After the histological diagnosis, the patient received combined radio‐chemotherapy. Radiotherapy was administered to the entire neuraxis (single dose 1.6 Gy, 5 fractions/week, total dose 35.2 Gy) with a boost to the posterior fossa (single dose 1.8 Gy, 5 fractions/week, total dose 19.8 Gy). The total cumulative dose was 55.0 Gy. After irradiation, the residual tumour was no longer detectable in MRI.
After radiotherapy, the patient received chemotherapy (CCNU/cisplatin, since the 5th cycle CCNU/carboplatin). Actually, 11 months after diagnosis, the patient completed the six of the eight planned cycles of chemotherapy.
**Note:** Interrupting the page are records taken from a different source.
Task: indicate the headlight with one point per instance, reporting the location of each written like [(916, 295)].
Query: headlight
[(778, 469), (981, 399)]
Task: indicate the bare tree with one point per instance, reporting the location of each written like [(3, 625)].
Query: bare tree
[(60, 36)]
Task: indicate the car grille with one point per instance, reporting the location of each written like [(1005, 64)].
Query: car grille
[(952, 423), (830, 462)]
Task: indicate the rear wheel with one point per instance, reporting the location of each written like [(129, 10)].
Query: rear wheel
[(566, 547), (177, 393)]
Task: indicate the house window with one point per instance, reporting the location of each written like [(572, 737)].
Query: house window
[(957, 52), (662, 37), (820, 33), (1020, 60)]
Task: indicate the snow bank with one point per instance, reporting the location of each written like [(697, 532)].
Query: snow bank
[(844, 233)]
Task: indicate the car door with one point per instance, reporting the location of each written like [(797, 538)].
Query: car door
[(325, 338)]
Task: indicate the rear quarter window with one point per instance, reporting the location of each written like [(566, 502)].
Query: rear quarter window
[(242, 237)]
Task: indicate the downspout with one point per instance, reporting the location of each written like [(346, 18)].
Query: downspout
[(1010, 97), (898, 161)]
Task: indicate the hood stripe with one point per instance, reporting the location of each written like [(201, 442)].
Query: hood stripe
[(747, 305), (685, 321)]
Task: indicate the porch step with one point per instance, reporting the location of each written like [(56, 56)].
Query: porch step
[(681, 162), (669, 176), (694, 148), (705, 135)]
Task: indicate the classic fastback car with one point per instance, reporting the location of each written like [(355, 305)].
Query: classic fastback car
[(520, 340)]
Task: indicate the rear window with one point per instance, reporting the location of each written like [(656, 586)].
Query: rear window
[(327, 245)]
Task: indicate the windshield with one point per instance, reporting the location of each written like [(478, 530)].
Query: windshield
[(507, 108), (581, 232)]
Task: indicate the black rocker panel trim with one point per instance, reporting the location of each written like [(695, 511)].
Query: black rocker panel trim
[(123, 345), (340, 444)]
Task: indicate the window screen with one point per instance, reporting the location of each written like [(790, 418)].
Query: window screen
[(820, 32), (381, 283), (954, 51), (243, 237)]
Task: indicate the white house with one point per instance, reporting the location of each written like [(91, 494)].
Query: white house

Clinically, the patient showed a treatment‐related polyneuropathy and high‐frequency hearing loss in one ear.
For further molecular characterization, genomic DNA was extracted from FFPE tissue using standard methods (DNeasy Kit, Qiagen, Düsseldorf, Germany). A molecular inversion probe (MIP) analysis (Oncoscan v3, Affymetrix, Santa Clara, CA, USA) revealed, besides chr. 7q gain, no significant cytogenetic alterations or allelic imbalances (Figure 1g). In particular, there was no allelic loss of 9q (PTCH1) or 10q (SUFU). MYC, MYCN and GLI2 were not amplified.
The mutational probes included in the MIP assay revealed the presence of a PIK3CA E545K (c.1633 g‐>a) mutation, which was further confirmed by direct sequencing (Eurofins MWG Operon, Ebersberg, Germany) (not shown). Conversely, no TP53 allelic losses or mutations were evident in the MIP assay. The mutational analysis of exon 6 of Smoothened (SMOH) showed presence of an activating L412F mutation (Figure 1h).
Medulloblastoma is the most common malignant intracranial tumour in childhood but can also be observed, more rarely, in adults 1. Like MB in infants and small children, adult MBs show frequent activation of the SHH signaling pathway, usually caused by somatic mutations in PTCH1 or SMOH, 6.